The influence of salt in binary PEO/PMA blends was elucidated using DSC, OM, and EIS. The changes in phase behavior indicated by T_g and morphologies are correlated to the dielectric relaxation using impedance spectroscopy. Based on T_gs, PEO/PMA remains miscible when PEO is in excess after the addition of low contents of salt.
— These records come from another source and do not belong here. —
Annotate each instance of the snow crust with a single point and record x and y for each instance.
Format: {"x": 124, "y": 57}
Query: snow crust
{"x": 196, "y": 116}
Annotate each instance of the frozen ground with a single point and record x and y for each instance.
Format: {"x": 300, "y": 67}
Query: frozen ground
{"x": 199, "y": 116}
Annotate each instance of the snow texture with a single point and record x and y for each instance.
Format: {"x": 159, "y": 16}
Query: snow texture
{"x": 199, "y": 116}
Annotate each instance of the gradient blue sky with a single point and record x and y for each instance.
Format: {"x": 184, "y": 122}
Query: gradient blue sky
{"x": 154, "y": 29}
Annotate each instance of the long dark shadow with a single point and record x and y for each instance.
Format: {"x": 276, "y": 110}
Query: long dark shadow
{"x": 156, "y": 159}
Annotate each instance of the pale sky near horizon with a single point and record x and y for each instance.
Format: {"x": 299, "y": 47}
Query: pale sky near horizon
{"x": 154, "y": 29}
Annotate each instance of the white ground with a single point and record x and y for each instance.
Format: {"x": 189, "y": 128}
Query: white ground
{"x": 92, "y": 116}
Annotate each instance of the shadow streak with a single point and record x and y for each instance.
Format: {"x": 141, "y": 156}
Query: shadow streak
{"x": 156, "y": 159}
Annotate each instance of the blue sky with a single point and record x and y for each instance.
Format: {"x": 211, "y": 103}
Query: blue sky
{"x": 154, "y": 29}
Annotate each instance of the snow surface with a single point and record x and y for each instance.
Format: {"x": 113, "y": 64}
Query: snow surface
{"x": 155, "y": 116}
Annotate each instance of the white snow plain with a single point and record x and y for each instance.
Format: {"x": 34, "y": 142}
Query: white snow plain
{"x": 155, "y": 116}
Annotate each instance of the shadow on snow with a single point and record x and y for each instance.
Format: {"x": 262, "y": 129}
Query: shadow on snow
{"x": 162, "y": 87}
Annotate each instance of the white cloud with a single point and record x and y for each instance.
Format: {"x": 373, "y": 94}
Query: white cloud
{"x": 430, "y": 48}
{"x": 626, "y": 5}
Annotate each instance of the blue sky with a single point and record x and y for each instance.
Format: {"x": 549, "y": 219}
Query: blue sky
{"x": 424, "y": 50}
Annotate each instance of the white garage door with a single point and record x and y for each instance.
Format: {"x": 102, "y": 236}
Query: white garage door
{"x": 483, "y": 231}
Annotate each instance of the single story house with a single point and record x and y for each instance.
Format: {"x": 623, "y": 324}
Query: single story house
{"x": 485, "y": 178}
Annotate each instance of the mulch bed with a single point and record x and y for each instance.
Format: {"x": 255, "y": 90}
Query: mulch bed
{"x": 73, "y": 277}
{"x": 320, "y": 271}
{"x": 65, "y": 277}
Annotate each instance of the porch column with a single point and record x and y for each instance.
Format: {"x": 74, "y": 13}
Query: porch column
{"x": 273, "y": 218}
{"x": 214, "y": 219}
However, this behavior is not seen in systems of W_PEO < 0.6 at salt content W_S > 0.05 due to the fact of preferential solubility of salt in the PEO phase, which leads to liquid–liquid phase separation. These findings are well reflected with the results from optical microscopy, where the morphologies of PEO/PMA blends with or without addition of salt can be distinguished in agreement with T_g findings. Subsequently, the evaluation of polarization and dielectric relaxation of dipoles in the composition dependent PEO/PMA blends with salts at room temperature are discussed from the phenomenological point of view. Dielectric relaxation for systems with PEO in excess behaves similar as in PEO after the addition of salt. Main dipole relaxation and bulk resistance of the salt-added systems are shifted to higher frequency and lower impedance, respectively, with increasing salt content. This phenomenon is also true for all systems under discussion. Moreover, the double-logarithmic plot of σ_DC vs. salt concentration manifests the presence of power-law distribution between the quantities. It indicates that the conductivity of the compositional-dependent PEO/PMA blends with salts are governed by the conductivity of PEO, as the power-law distribution of compositions with PEO in excess are higher than in PMA.